Sorched earth was going to be my next move. Just pisses me off cause I just brought the machine on line in the last week after blowing off moving to it for over a month. Fortunately, I keep my data on a separate physical drive from the operating system just for when scorched earth proceedures become the operation needed.

Sadly, I use to consider download.com a safe site to pull things from. So much for that theory.
 
Harbinger said:
Here's the scary part.... :(

Variant 39: CWS.Realyellowpage
Approx date first sighted: March 16, 2004
Symptoms: IE pages changed to real-yellow-page.com, drxcount.biz, list2004.com or linklist.cc, hijack inexplicably returning on reboot with no file seemingly responsible
Cleverness: 10/10
Manual removal difficulty: Extremely Difficult
This variant is a nightmare. If you come across an infected machine that keeps changing back to the aforementioned sites over and over again for no visible reason, you've probably seen this one. It's like whoever is reponsible for this hired some blackhat coder and told him to make the most complex, invisible and devious hijacker he could think of. And he did. The file is randomly named, and normally hooks into the IE process, loading itself as a module into it. And then it hides the host process from the process list. Yes, you read that right, the process hosting the dll disappears from the task list and most process viewers/managers we tried.

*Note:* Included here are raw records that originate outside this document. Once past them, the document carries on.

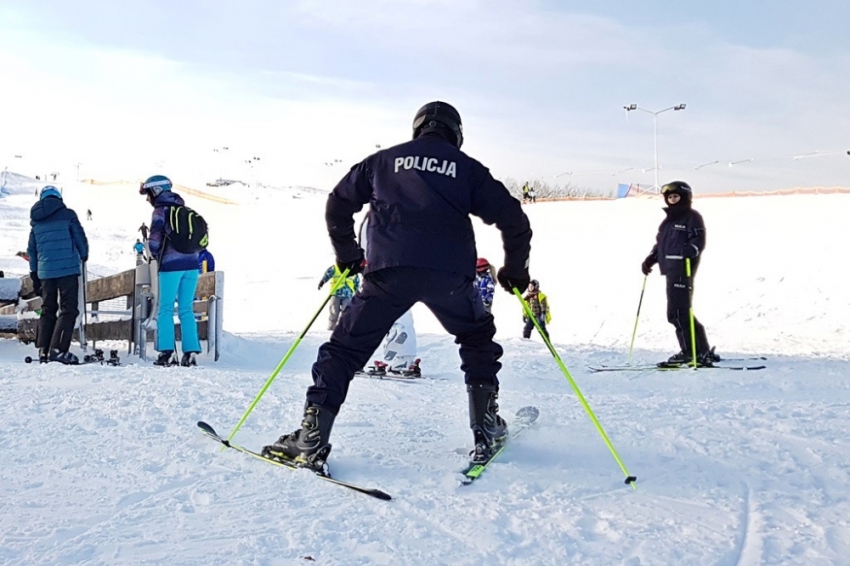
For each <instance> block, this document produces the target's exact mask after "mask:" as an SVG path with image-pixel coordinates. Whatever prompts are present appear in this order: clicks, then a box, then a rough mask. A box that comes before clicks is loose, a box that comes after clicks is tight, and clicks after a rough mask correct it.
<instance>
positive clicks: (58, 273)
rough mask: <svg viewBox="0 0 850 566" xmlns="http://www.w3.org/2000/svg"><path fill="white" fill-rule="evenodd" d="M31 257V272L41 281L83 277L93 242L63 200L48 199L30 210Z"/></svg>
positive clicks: (48, 197) (43, 201) (78, 221)
mask: <svg viewBox="0 0 850 566" xmlns="http://www.w3.org/2000/svg"><path fill="white" fill-rule="evenodd" d="M30 226H32V229H31V230H30V238H29V244H28V245H27V253H28V254H29V256H30V271H31V272H35V273H38V278H39V279H56V278H59V277H67V276H69V275H79V274H80V273H81V269H80V262H81V261H82V259H84V258H85V259H88V256H89V242H88V239H87V238H86V233H85V230H83V226H82V225H81V224H80V220H79V218H77V213H76V212H74V211H73V210H71V209H70V208H68V207H67V206H65V203H64V202H62V199H59V198H56V197H48V198H46V199H44V200H40V201H38V202H37V203H35V204H34V205H33V207H32V209H31V210H30Z"/></svg>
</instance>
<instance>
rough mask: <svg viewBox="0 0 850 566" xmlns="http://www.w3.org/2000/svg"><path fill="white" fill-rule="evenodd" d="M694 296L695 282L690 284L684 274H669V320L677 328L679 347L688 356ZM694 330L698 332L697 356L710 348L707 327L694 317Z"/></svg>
mask: <svg viewBox="0 0 850 566" xmlns="http://www.w3.org/2000/svg"><path fill="white" fill-rule="evenodd" d="M692 298H693V283H692V281H691V285H689V284H688V278H687V277H685V276H684V275H681V276H680V275H668V276H667V321H668V322H669V323H670V324H672V325H673V327H674V328H675V329H676V339H677V340H678V341H679V348H681V350H682V352H684V353H685V354H687V355H688V356H692V355H693V353H692V352H691V319H690V313H689V309H690V307H691V300H692ZM694 330H695V332H696V342H697V356H701V355H703V354H706V353H707V352H708V350H709V349H710V347H709V345H708V338H707V337H706V335H705V328H703V326H702V324H700V323H699V321H698V320H697V319H696V317H694Z"/></svg>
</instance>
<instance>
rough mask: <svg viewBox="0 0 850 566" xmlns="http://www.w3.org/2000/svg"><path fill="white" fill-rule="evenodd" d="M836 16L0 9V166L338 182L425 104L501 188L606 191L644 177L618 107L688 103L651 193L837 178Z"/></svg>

Right now, CWShredder does not remove this variant. As soon as we figure out how to do it, we will update CWShredder for it.

I've gone into the downloaded programs folder and removed programs to kill things like this. I boot with a 3rd party program like ERD (or safemode if one isn't available) so nothing is in memory. Somehow I doubt I've been fortunate enough to kill the above variant but I have been lucky enough to not find one I couldn't kill.
 
the CWS variants which have been detected last run:

oslog
bootconf
msconfd
tapicfg
xmlmimefilter

I apparently tossed my notes for the other ones which have managed to be removed.